Otis, who got his start as a line cook at the Blue Moon Diner, is a graduate of the New England Culinary Institute. He also did an externship in Italy before returning to work in the kitchen at Palladio, the trattoria-style Italian restaurant in Barboursville.

"We serve food you can't really get in Charlottesville," says Otis of Duner's, "classic stuff like sweetbreads, calves liver, or short ribs, maybe a piece of fish served with a perfect, simple butter sauce. Things that take an element of care, that chefs really need to learn to prepare well, but that have been a around for a hundred years. It's hard to get classic cooking like that in Charlottesville."

Of course, it's teamwork that makes a kitchen work. And even a lone assassin like Otis needs an accomplice. Enter Laura Walke, Duner's sous chef. The 21-year old has been cooking at various places in town since she was 14. In fact, she worked across the street from Otis at the Bluebird Café when he was working at the Blue Moon. "She's dynamite," says Duner's manager Christina Webster.

Naturally, Dish wondered if the Berrys were taking out victims in Crozet the way they did in Ivy. Unfortunately, Dish couldn't reach the couple before press time. Maybe the Three Notch'd is just too busy for them to answer the phone!

Soup d'etat

Closer to home, Dish has learned that Revolutionary Soup on the Downtown Mall has traded ladles. The bloodless coup (or should it be brothless?) was orchestrated in late October by new owners Will Richey and Josh Zanoff and previous owner Alison Campbell.

Richey says he and Zanoff had wanted to buy a restaurant in town for a long time. Over the summer, they came close to closing on one, but that deal fell through at the last minute. Though they come from gourmet backgrounds (Richey is the former wine guy at E'toile, and Zanoff is a graduate of the New England Culinary Institute), when the opportunity to buy Rev Soup came up, they jumped at it.

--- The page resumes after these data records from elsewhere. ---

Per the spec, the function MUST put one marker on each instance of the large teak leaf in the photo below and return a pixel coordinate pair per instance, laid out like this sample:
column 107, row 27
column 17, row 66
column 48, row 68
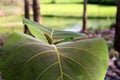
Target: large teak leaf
column 31, row 59
column 39, row 30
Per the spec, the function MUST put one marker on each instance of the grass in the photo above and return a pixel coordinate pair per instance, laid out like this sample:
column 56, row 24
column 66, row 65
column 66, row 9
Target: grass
column 14, row 23
column 76, row 10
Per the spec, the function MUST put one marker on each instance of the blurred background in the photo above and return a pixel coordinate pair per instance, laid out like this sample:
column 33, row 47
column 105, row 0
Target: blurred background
column 59, row 14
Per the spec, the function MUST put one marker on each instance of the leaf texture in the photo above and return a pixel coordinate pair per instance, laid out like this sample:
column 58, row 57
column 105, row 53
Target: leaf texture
column 32, row 59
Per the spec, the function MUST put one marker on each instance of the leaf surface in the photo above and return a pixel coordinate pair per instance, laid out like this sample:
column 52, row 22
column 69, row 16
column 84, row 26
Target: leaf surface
column 32, row 59
column 39, row 30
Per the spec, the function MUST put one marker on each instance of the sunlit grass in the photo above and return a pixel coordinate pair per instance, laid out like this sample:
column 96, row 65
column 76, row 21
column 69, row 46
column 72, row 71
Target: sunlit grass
column 76, row 10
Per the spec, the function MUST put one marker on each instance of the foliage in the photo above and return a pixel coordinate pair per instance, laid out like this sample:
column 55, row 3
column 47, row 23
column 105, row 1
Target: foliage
column 106, row 2
column 26, row 58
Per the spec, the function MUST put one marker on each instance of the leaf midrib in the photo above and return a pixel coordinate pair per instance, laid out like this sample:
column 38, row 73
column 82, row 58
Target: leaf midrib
column 59, row 62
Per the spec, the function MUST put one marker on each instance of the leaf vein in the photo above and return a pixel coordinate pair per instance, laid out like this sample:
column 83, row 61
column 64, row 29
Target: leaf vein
column 78, row 64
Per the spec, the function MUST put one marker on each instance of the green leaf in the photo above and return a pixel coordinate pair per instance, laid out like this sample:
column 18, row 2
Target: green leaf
column 26, row 58
column 39, row 30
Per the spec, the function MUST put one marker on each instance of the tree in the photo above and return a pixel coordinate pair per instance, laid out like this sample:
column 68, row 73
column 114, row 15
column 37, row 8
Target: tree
column 84, row 16
column 36, row 10
column 27, row 15
column 117, row 28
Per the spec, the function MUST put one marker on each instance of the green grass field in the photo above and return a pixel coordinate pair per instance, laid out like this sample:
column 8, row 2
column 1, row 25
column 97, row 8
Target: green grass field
column 59, row 16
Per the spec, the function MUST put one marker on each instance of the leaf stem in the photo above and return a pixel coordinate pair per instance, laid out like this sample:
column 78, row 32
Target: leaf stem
column 59, row 62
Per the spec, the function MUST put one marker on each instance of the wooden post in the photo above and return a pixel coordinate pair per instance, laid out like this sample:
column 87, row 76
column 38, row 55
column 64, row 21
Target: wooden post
column 36, row 10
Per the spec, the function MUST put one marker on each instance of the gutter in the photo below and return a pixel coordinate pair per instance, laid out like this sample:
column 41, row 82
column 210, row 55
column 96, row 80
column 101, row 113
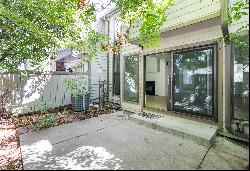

"It wasn't what we had been looking for," says Richey, "but we saw that the place had a lot of potential."

Richey and Zanoff plan to do a lot more retail, as the racks of gourmet chips that replaced the lower-level seating attest, but don't worry-- they also want to keep offering tasty, affordable soup and sandwiches.


There's a changing of the guard at Duner's (above) and Three Notch'd.